How's everyone doing on this very fine evening? 

Okay so here's the deal, I'm getting my friend a gift for his birthday and it's a custom made box with Tolkien's logo engraved on top, and Tengwar (possibly Khuzdul) scripture all over...

Now my question is, any of you guys have any recommendations about the kind of scripture I should engrave their ? 
It has to be a quote from Middle Earth, and I mean anything...

It can be something your favorite character said or did, a curse, or even a poem... Let your imaginations flow and help me figure this out ! 

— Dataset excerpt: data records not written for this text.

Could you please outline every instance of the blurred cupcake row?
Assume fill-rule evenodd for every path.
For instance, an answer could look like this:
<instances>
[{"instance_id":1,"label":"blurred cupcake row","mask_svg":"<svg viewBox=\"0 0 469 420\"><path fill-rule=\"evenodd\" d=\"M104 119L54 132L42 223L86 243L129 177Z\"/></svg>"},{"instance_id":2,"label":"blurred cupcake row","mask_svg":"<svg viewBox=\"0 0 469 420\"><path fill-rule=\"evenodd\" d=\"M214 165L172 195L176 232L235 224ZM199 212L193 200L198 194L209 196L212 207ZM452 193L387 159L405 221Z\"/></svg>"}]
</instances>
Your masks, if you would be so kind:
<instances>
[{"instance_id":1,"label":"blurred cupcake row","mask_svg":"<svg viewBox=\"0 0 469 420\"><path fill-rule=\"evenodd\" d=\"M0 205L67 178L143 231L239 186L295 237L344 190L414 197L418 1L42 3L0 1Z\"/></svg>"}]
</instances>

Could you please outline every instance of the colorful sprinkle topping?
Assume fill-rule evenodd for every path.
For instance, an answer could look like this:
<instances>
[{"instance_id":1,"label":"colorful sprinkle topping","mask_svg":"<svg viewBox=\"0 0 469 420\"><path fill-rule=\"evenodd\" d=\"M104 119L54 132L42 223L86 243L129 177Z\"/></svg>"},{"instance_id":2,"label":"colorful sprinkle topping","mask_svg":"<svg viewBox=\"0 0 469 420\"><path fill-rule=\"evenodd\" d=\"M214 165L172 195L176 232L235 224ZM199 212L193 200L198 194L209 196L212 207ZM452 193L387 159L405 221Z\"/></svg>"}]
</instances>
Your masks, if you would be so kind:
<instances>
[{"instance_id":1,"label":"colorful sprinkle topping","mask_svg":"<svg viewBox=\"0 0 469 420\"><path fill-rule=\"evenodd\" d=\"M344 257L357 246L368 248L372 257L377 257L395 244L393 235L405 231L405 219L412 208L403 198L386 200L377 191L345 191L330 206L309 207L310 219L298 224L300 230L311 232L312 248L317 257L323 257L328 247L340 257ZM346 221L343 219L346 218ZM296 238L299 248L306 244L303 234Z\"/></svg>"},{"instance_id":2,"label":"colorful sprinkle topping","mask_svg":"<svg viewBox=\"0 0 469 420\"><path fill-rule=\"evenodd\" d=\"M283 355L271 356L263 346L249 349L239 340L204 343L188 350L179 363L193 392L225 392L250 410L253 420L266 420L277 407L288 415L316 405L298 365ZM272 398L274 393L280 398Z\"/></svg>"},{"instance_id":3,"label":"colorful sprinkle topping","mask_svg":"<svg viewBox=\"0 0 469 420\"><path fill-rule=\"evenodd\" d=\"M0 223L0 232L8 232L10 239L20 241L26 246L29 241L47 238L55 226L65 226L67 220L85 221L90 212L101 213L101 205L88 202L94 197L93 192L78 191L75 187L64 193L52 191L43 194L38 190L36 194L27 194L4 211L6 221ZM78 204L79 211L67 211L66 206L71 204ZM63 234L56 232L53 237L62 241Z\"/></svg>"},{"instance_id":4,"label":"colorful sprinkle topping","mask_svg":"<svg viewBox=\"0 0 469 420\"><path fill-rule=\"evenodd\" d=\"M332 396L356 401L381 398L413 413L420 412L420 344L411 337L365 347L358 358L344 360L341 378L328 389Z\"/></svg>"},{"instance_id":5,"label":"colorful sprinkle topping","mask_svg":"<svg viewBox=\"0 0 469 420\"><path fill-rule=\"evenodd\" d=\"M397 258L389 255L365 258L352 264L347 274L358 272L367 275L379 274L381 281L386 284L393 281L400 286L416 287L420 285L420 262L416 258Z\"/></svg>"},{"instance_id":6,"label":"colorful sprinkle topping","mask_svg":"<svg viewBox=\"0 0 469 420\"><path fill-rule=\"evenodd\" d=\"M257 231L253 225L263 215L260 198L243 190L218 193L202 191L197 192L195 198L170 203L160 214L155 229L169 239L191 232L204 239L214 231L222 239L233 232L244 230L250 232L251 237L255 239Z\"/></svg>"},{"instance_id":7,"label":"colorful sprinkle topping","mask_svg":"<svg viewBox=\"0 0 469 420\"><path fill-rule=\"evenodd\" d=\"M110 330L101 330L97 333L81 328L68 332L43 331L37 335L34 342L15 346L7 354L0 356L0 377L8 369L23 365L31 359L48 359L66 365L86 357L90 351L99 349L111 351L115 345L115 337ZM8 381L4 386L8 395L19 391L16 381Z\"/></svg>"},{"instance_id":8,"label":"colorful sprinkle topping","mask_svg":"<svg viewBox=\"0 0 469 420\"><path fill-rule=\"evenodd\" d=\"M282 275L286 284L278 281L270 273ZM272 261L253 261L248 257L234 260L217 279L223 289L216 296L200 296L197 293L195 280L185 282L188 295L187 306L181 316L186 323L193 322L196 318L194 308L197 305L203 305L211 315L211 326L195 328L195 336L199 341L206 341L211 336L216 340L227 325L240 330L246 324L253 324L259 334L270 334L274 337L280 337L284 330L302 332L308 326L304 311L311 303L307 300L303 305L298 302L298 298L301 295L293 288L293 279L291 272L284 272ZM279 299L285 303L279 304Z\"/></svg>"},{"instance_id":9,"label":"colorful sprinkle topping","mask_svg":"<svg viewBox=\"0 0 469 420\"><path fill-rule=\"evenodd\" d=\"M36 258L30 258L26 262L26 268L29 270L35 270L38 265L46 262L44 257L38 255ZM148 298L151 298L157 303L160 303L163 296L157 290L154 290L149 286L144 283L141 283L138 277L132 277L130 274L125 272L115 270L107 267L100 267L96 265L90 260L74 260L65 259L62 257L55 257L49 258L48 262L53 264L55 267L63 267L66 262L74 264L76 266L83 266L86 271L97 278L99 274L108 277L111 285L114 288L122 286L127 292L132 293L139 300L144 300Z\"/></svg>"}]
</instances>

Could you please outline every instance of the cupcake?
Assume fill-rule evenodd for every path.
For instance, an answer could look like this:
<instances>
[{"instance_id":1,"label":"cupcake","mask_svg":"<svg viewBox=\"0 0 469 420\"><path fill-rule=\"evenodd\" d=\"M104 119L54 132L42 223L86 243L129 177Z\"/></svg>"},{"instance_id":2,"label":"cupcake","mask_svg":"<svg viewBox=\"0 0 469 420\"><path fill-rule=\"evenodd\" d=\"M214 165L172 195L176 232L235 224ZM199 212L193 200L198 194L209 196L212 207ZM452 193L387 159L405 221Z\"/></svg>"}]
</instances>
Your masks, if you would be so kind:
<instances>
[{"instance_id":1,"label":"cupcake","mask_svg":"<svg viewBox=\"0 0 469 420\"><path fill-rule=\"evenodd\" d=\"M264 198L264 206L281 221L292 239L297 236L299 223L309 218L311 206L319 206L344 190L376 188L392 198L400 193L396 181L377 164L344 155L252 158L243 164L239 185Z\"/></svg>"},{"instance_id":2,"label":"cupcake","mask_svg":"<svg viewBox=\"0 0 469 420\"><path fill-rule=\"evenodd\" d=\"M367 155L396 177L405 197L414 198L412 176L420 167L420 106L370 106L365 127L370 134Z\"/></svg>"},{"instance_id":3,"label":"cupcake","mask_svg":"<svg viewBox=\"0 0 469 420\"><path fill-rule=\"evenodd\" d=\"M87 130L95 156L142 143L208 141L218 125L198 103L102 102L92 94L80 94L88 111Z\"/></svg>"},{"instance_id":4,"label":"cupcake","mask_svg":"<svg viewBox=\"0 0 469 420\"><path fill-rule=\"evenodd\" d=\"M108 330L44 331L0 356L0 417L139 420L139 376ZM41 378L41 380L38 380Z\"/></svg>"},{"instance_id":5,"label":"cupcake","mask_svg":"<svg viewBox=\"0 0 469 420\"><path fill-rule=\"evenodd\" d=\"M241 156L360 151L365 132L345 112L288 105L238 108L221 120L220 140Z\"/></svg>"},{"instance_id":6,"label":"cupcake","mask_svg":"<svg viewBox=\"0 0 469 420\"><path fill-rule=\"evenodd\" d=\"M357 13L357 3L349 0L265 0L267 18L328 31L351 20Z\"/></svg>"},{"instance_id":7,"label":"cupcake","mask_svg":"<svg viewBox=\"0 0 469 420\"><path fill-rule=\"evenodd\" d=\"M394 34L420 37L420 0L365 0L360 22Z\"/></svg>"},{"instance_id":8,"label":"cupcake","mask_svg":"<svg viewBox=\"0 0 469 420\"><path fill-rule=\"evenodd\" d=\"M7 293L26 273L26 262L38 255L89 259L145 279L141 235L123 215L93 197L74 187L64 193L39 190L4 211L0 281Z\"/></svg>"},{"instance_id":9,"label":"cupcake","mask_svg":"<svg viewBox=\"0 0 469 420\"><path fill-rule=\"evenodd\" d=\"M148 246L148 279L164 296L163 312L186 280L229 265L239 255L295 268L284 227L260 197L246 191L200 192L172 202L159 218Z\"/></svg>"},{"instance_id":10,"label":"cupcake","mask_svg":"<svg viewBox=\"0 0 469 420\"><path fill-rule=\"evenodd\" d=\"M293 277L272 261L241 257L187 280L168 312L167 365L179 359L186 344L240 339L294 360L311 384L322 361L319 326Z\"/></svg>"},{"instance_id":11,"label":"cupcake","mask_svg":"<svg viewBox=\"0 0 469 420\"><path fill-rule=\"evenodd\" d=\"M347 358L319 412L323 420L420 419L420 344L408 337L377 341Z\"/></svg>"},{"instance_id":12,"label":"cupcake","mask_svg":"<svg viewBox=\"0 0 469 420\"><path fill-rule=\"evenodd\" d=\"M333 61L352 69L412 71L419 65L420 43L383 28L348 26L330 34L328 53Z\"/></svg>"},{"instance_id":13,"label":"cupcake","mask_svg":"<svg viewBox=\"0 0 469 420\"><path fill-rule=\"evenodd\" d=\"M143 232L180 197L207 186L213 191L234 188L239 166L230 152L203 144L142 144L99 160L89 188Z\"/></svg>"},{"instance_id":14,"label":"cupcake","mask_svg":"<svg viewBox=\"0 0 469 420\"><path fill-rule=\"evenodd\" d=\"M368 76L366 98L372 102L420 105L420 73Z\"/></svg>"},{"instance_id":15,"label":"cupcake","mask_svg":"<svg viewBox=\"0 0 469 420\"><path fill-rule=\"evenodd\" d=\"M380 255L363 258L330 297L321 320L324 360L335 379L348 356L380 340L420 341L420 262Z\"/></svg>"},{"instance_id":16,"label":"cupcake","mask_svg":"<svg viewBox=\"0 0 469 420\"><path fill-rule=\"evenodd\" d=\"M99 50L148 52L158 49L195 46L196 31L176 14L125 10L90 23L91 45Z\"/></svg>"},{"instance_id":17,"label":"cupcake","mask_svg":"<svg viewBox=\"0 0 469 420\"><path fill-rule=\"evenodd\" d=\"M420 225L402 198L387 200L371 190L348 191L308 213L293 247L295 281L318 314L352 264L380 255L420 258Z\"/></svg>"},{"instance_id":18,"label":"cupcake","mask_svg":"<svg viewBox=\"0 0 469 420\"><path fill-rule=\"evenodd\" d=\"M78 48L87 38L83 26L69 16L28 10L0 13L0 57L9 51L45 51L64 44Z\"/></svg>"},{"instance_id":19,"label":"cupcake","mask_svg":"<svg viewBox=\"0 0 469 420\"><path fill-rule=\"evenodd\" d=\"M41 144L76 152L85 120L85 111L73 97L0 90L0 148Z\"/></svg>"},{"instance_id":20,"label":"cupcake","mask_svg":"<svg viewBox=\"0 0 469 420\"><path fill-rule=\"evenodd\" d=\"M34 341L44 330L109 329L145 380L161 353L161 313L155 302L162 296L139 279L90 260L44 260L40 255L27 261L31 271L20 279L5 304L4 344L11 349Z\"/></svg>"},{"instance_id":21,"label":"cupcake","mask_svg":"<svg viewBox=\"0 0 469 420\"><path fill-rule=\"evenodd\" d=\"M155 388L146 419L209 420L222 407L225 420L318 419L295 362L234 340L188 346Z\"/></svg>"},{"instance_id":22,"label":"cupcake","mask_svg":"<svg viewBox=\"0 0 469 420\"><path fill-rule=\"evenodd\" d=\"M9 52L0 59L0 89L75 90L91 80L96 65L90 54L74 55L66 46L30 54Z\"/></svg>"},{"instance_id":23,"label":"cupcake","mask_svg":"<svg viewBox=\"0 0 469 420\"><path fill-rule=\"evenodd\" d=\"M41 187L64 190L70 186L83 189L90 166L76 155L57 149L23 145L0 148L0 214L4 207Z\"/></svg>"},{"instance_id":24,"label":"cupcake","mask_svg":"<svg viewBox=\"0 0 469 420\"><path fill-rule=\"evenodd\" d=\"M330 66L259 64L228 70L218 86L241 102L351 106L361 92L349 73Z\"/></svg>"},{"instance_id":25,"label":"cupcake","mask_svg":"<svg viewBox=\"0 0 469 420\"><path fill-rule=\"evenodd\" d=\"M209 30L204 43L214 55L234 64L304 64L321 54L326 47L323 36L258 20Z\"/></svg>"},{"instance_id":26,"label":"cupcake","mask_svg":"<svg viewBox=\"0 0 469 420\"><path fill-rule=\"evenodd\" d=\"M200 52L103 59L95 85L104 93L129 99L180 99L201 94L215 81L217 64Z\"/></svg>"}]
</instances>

Like I said, it's gonna be either Tengwar or Khuzdul, so feel free to include all your dwarvish inclinations (if any) !!


----------



## Andreth (Feb 10, 2013)

Mmh... I think you should question about your friend's tastes... After all, Tolkien wrote many memorable lines... I love " for one year, one day, to the Flame I would have given all, kin, youth, and hope itself: Adaneth I am ", but I really like also " farewell, sweet Earth and northern skies " etc., or even the rohirrim song about Time ( sorry, can't quote here... I've read it in Italian! ) . Just to name a few


----------



## Mahanaxar (Feb 10, 2013)

mmmm well I wanted something in Quenya/Sindarin/Khuzdul... Not plain english, I want to transcribe it in Tengwar and engrave that all over the box 

He has no preference that I know off, so anything works really


----------



## Starbrow (Feb 15, 2013)

My favorite quote is the poem about Aragorn.

All that is gold does not glitter.
Not all who wander are lost.
The old that is strong does not wither.
Deep roots are not reached by the frost.
From the ashes a fire shall be woken.
A light from the shadows shall spring.
Renewed shall be blade that was broken.
The crownless again shall be king.

This might be too long for your purposes, though.


----------